0

How can I mask 8 floats in my __m256 variable via bits in my unsigned char variable? (their values are not known during compilation)

__m256 flts = _mm256_set1_ps(5.0f);
unsigned char = 0b10010111;//just for example, but can be any value during runtime

Desired output would have flts contain 5, 0, 0, 5, 0, 5, 5, 5

Is there an efficient instruction on Intel Intrinsics Guide?

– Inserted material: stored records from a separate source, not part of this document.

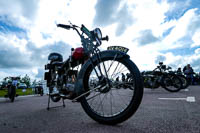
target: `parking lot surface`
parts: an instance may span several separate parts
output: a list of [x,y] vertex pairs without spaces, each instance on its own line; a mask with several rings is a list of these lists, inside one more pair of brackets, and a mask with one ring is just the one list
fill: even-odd
[[[1,133],[199,133],[200,86],[170,93],[145,89],[142,103],[129,120],[115,126],[89,118],[79,103],[46,110],[47,96],[0,98]],[[53,103],[51,106],[62,105]]]

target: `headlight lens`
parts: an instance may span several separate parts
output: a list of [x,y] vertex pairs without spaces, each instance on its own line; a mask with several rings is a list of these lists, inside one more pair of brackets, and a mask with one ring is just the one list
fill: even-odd
[[94,34],[95,34],[95,36],[96,36],[98,39],[101,40],[101,38],[102,38],[102,33],[101,33],[101,30],[100,30],[99,28],[96,28],[96,29],[94,30]]

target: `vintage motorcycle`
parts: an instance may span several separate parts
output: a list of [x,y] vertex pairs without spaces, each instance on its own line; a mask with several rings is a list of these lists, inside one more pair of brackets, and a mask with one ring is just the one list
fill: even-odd
[[166,72],[166,65],[159,63],[153,71],[142,72],[145,88],[156,89],[160,86],[169,92],[178,92],[182,89],[182,81],[173,72]]
[[[99,46],[108,36],[101,30],[89,31],[72,23],[58,27],[75,30],[83,47],[72,48],[69,59],[63,61],[59,53],[48,56],[45,80],[49,99],[80,102],[84,111],[95,121],[114,125],[130,118],[138,109],[143,96],[143,80],[137,66],[127,55],[128,49],[111,46],[100,51]],[[123,80],[122,73],[129,75]],[[131,77],[130,77],[131,75]],[[128,89],[129,88],[129,89]],[[65,106],[65,105],[64,105]]]

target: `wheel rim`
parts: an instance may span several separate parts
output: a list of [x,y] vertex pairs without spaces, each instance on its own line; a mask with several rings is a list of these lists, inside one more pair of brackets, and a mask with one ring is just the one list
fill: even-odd
[[[100,75],[99,67],[104,75],[104,77],[101,78],[108,81],[110,85],[108,85],[107,82],[101,86],[101,84],[103,84],[101,81],[103,80],[101,80],[101,78],[98,79],[95,73],[96,69],[97,73]],[[104,61],[104,64],[101,62],[99,66],[96,65],[95,69],[90,72],[88,86],[89,89],[96,89],[90,93],[86,101],[93,112],[99,116],[116,116],[127,109],[132,101],[135,92],[135,80],[133,76],[131,76],[131,72],[127,66],[119,61],[107,60]],[[105,70],[107,75],[105,74]]]

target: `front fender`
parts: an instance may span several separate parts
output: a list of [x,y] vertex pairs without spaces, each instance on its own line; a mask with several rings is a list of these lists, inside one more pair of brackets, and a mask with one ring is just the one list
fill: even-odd
[[[113,57],[113,59],[114,58],[116,58],[116,59],[130,58],[130,56],[127,55],[126,53],[116,51],[116,50],[105,50],[105,51],[100,52],[99,54],[100,54],[101,58],[106,58],[106,57]],[[85,92],[84,85],[83,85],[83,79],[84,79],[87,69],[92,65],[92,61],[93,62],[98,61],[98,56],[97,55],[92,56],[82,66],[82,68],[78,74],[76,84],[75,84],[75,92],[76,92],[77,96],[79,96],[83,92]]]

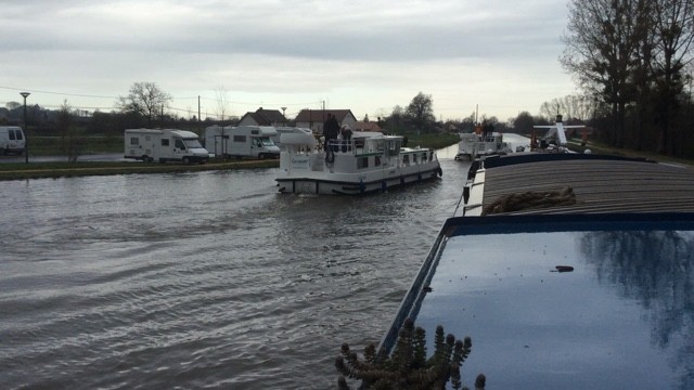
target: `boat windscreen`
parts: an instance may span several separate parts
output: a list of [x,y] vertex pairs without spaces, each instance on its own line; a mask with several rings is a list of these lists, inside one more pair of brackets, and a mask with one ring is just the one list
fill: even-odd
[[262,144],[262,146],[274,146],[274,142],[267,136],[261,136],[258,141]]

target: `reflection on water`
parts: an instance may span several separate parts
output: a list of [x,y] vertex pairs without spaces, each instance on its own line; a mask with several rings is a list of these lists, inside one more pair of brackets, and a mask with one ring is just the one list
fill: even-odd
[[694,389],[694,233],[595,232],[580,244],[601,283],[648,310],[652,342],[673,348],[682,389]]
[[273,169],[3,182],[2,388],[334,386],[377,342],[467,165],[368,197]]

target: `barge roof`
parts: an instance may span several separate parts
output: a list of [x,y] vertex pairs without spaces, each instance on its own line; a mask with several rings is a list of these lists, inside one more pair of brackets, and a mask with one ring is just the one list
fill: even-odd
[[[470,387],[483,373],[498,389],[694,388],[694,171],[516,157],[471,170],[467,208],[444,223],[380,349],[409,317],[427,355],[437,325],[472,338]],[[573,204],[481,216],[566,187]]]
[[[526,154],[487,158],[471,167],[467,205],[458,214],[480,216],[493,204],[544,196],[544,205],[501,214],[694,211],[694,169],[645,159],[599,155]],[[574,203],[555,202],[569,191]],[[557,199],[558,200],[558,199]],[[522,202],[518,200],[518,204]],[[462,213],[461,213],[462,212]]]

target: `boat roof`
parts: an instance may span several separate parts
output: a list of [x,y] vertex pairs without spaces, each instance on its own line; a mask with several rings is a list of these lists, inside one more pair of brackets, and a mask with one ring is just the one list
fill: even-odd
[[644,158],[590,154],[515,154],[473,162],[468,205],[457,216],[480,216],[515,195],[570,190],[575,203],[497,210],[502,214],[694,212],[694,169]]
[[449,219],[382,348],[410,317],[472,338],[467,385],[691,388],[694,213],[595,217]]
[[518,157],[471,171],[483,204],[566,186],[577,202],[449,218],[380,349],[393,350],[409,317],[428,354],[438,325],[472,338],[467,386],[483,373],[500,389],[692,388],[692,169]]

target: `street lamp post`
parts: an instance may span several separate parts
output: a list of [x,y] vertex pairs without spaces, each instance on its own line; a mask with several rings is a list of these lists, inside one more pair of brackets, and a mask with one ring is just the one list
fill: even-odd
[[21,92],[24,98],[24,159],[26,164],[29,164],[29,128],[26,126],[26,98],[30,95],[29,92]]

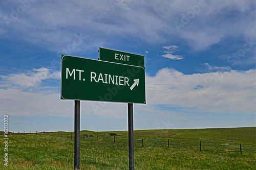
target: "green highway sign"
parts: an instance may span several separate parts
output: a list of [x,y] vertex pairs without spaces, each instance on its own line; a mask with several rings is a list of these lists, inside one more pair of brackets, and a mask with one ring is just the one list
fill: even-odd
[[61,55],[61,99],[146,104],[143,67]]
[[144,56],[99,47],[99,60],[145,68]]

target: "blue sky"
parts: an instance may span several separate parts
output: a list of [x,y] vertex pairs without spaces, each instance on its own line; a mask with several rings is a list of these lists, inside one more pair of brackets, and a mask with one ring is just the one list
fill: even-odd
[[[145,56],[135,130],[255,126],[254,1],[0,4],[0,114],[11,131],[73,131],[61,54],[97,59],[99,46]],[[82,101],[81,130],[126,130],[127,114],[125,103]]]

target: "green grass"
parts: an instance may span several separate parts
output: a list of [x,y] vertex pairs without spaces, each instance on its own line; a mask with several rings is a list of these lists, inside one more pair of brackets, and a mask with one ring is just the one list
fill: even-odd
[[[255,132],[255,127],[135,131],[134,138],[144,142],[143,148],[134,141],[135,169],[256,169]],[[60,133],[9,135],[8,167],[3,163],[3,145],[0,169],[73,169],[74,135],[71,140],[72,132],[61,132],[62,137]],[[119,135],[115,143],[111,133]],[[82,134],[94,137],[83,140]],[[129,168],[127,131],[81,131],[80,135],[81,169]]]

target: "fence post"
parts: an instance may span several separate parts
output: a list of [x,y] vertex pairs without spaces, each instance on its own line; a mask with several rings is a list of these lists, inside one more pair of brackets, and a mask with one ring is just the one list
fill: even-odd
[[201,152],[201,141],[200,141],[200,152]]

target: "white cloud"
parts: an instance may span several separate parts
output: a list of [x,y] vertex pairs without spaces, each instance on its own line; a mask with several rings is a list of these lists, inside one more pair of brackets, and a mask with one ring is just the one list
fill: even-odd
[[182,60],[184,58],[182,55],[174,54],[176,52],[179,51],[179,47],[177,45],[170,45],[169,46],[163,46],[163,48],[165,48],[167,50],[164,51],[164,53],[166,54],[162,55],[163,57],[167,58],[170,60]]
[[211,66],[208,63],[204,63],[202,64],[206,66],[207,69],[212,72],[224,72],[224,71],[229,71],[231,70],[231,67],[230,66],[223,66],[222,67],[219,66]]
[[33,68],[32,71],[26,73],[13,74],[8,76],[2,76],[6,84],[18,85],[20,88],[29,88],[39,85],[42,81],[48,79],[60,79],[60,72],[50,71],[49,69],[42,67]]
[[[110,37],[106,35],[109,35],[129,36],[153,44],[181,38],[199,51],[205,50],[228,36],[255,37],[252,29],[255,20],[255,2],[252,0],[206,1],[205,6],[178,33],[174,21],[181,22],[181,15],[193,12],[191,7],[198,5],[199,2],[128,0],[118,1],[111,5],[108,1],[52,1],[50,4],[36,1],[19,15],[17,20],[19,22],[10,23],[8,31],[2,36],[8,39],[12,34],[17,39],[54,51],[68,45],[73,41],[71,37],[75,38],[75,34],[81,34],[83,42],[90,43],[75,50],[83,52],[109,43]],[[14,9],[20,5],[18,2],[12,4]],[[12,8],[3,7],[1,16],[11,17]],[[240,13],[239,16],[230,17],[227,10],[234,14]],[[6,27],[4,20],[0,21],[0,27]],[[115,38],[113,37],[116,40]]]
[[255,69],[184,75],[164,68],[147,77],[147,103],[199,112],[255,114]]
[[182,60],[184,58],[183,56],[182,56],[175,55],[173,55],[173,54],[169,54],[169,53],[162,55],[162,57],[168,58],[169,59],[175,60]]

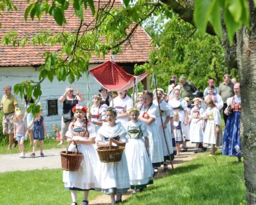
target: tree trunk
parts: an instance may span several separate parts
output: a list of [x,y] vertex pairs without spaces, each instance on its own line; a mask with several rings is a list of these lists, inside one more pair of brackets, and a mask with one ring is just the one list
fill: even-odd
[[237,60],[241,85],[240,138],[245,165],[247,204],[256,204],[256,10],[249,3],[251,30],[237,33]]

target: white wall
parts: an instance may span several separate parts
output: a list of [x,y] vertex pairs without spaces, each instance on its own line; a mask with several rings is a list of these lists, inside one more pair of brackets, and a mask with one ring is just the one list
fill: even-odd
[[[94,67],[97,65],[90,65],[89,68]],[[26,80],[33,80],[35,81],[38,81],[39,72],[36,71],[35,68],[29,67],[2,67],[0,68],[0,97],[3,95],[3,88],[5,85],[11,85],[13,88],[12,93],[14,93],[13,87],[15,84],[21,83]],[[43,109],[43,117],[47,131],[53,132],[53,124],[57,124],[58,128],[61,128],[61,118],[62,114],[62,103],[58,103],[58,116],[47,116],[47,100],[58,99],[62,94],[64,93],[65,88],[67,86],[72,86],[74,88],[78,89],[78,91],[83,93],[85,97],[85,101],[82,104],[86,105],[87,102],[87,80],[85,75],[77,81],[75,81],[70,85],[67,80],[65,82],[58,81],[54,79],[52,83],[48,80],[45,80],[41,83],[41,90],[42,94],[39,100]],[[89,87],[90,96],[91,97],[97,93],[98,93],[98,89],[100,87],[99,84],[94,79],[92,75],[89,76]],[[25,102],[21,97],[17,96],[17,99],[19,102],[19,107],[23,109]]]

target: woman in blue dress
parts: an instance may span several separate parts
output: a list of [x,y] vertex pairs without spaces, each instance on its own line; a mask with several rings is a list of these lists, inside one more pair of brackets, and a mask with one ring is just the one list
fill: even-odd
[[242,156],[239,133],[241,113],[239,83],[234,85],[234,92],[235,96],[227,100],[228,106],[225,112],[229,117],[224,132],[222,154],[237,157],[237,163],[239,163]]

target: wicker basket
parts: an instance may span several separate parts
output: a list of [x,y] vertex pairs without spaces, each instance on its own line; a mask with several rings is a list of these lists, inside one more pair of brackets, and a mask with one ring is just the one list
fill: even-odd
[[83,155],[78,152],[77,145],[75,146],[77,152],[68,151],[71,143],[71,142],[69,143],[66,151],[62,151],[60,153],[61,167],[66,171],[78,171]]
[[97,149],[98,154],[101,162],[115,162],[121,160],[125,147],[105,146]]

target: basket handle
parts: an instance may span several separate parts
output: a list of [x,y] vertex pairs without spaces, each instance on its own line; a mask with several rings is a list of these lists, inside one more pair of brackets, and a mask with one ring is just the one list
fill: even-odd
[[[66,154],[67,154],[67,153],[68,153],[68,150],[69,150],[69,145],[70,145],[70,144],[71,144],[71,143],[72,143],[72,141],[70,141],[70,142],[69,142],[69,144],[67,144],[67,149],[66,149]],[[77,154],[78,154],[78,153],[79,153],[79,152],[78,152],[78,147],[77,147],[77,145],[75,145],[75,149],[77,149]]]

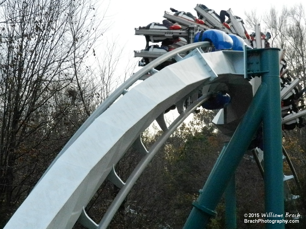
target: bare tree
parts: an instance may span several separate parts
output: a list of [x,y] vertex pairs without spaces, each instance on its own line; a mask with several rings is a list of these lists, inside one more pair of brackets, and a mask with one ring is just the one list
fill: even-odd
[[245,25],[246,28],[255,31],[255,26],[258,24],[260,24],[261,20],[261,17],[260,17],[257,15],[256,9],[252,10],[250,13],[245,11],[244,14],[246,16]]
[[0,225],[92,110],[84,62],[107,27],[95,7],[82,0],[1,6]]

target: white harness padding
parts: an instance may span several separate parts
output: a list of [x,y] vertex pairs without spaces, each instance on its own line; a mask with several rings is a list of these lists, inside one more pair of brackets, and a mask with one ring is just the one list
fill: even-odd
[[177,15],[179,17],[182,17],[183,18],[185,18],[187,20],[189,20],[190,21],[194,21],[194,20],[193,19],[190,17],[188,17],[188,16],[186,15],[186,14],[184,14],[185,13],[183,11],[182,11],[181,13]]

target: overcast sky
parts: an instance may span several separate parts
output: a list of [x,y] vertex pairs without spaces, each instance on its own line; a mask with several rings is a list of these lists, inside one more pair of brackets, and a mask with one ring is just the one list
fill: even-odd
[[[107,1],[110,2],[106,2]],[[104,0],[99,10],[103,11],[109,3],[106,14],[109,16],[108,18],[109,21],[111,22],[112,25],[108,31],[103,35],[104,40],[105,41],[106,38],[109,41],[117,38],[118,46],[122,47],[125,45],[117,71],[118,73],[123,72],[123,70],[128,64],[129,59],[134,62],[139,59],[132,57],[134,50],[143,49],[145,46],[144,36],[135,35],[135,28],[145,26],[153,22],[162,23],[165,19],[163,17],[164,12],[170,12],[170,7],[179,11],[190,12],[195,16],[197,16],[196,13],[194,8],[197,4],[205,5],[214,10],[218,14],[221,10],[226,10],[230,8],[234,15],[244,19],[245,12],[250,13],[252,9],[256,9],[258,14],[263,14],[268,12],[273,6],[280,11],[283,6],[290,7],[300,4],[300,1],[257,0],[250,1],[248,3],[244,1],[242,3],[239,1],[228,0],[205,2],[201,2],[198,0],[188,0],[185,2],[181,0],[176,2],[165,0]],[[101,54],[103,55],[102,53]],[[137,68],[138,69],[139,68]]]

Processor only supports instructions up to AVX (but not AVX2 or beyond)

Kari
  • 1,244
  • 1
  • 13
  • 27
  • To mask at runtime you would need to load the values into register then perform a masking operation on them (such as an 'AND' operation) with a mask you make. You won't be able to modify your actual instructions executed by the cpu at runtime. – Chase R Lewis Oct 09 '19 at 22:09
  • https://stackoverflow.com/questions/36488675/is-there-an-inverse-instruction-to-the-movemask-instruction-in-intel-avx2/36491672 – Mysticial Oct 09 '19 at 22:10
  • Do you have __AVX512F__ and __AVX512VL__ ? – Walter Oct 09 '19 at 22:17
  • @walter, nope, only AVX with `m256` – Kari Oct 09 '19 at 22:20
  • If your mask is already stored as a `m256`, you can use the `blendv` intrinsics with a zero vector. Otherwise, you would probably have to build the mask by hand, as Walter's answer shows – Tobias Ribizel Oct 09 '19 at 22:33
  • 1
    Updated my answer on the linked duplicate with an intrinsics version. It's *much* more efficient than the `setr` answer with scalar bit tests given here. Obviously use it to get a mask and apply with `_mm256_and_ps` because `0.0 & anything` is `0.0`, i.e. normal SIMD masking. – Peter Cordes Oct 10 '19 at 03:47

1 Answers1

0

If you had AVX512F and AVX512VL you could use this:

auto input    = _mm256_set1_ps(5.0f);
__mmask8 mask = 0b10101010;
auto masked   = _mm256_maskz_mov_ps(mask,input);

Otherwise, you must use the bitwise, when you first must find a way to 'unpack' the 8-bits into 8 32-bit fields of an __m256, for example

static constexpr int32_t all_mask=int(0xffffffff);
audo tmp      = _mm256_setr_epi32(mask&1 ? all_mask:0, mask&2  ? all_mask:0,
                                  mask&4 ? all_mask:0, mask&8  ? all_mask:0,
                                  mask&16? all_mask:0, mask&32 ? all_mask:0,
                                  mask&64? all_mask:0, mask&128? all_mask:0);
auto masked   = _mm256_and_ps(tmp,input);

(I may have confused _mm256_setr_epi32 and _mm256_set_epi32.) There is presumably a faster way to unpack the mask, see this answer.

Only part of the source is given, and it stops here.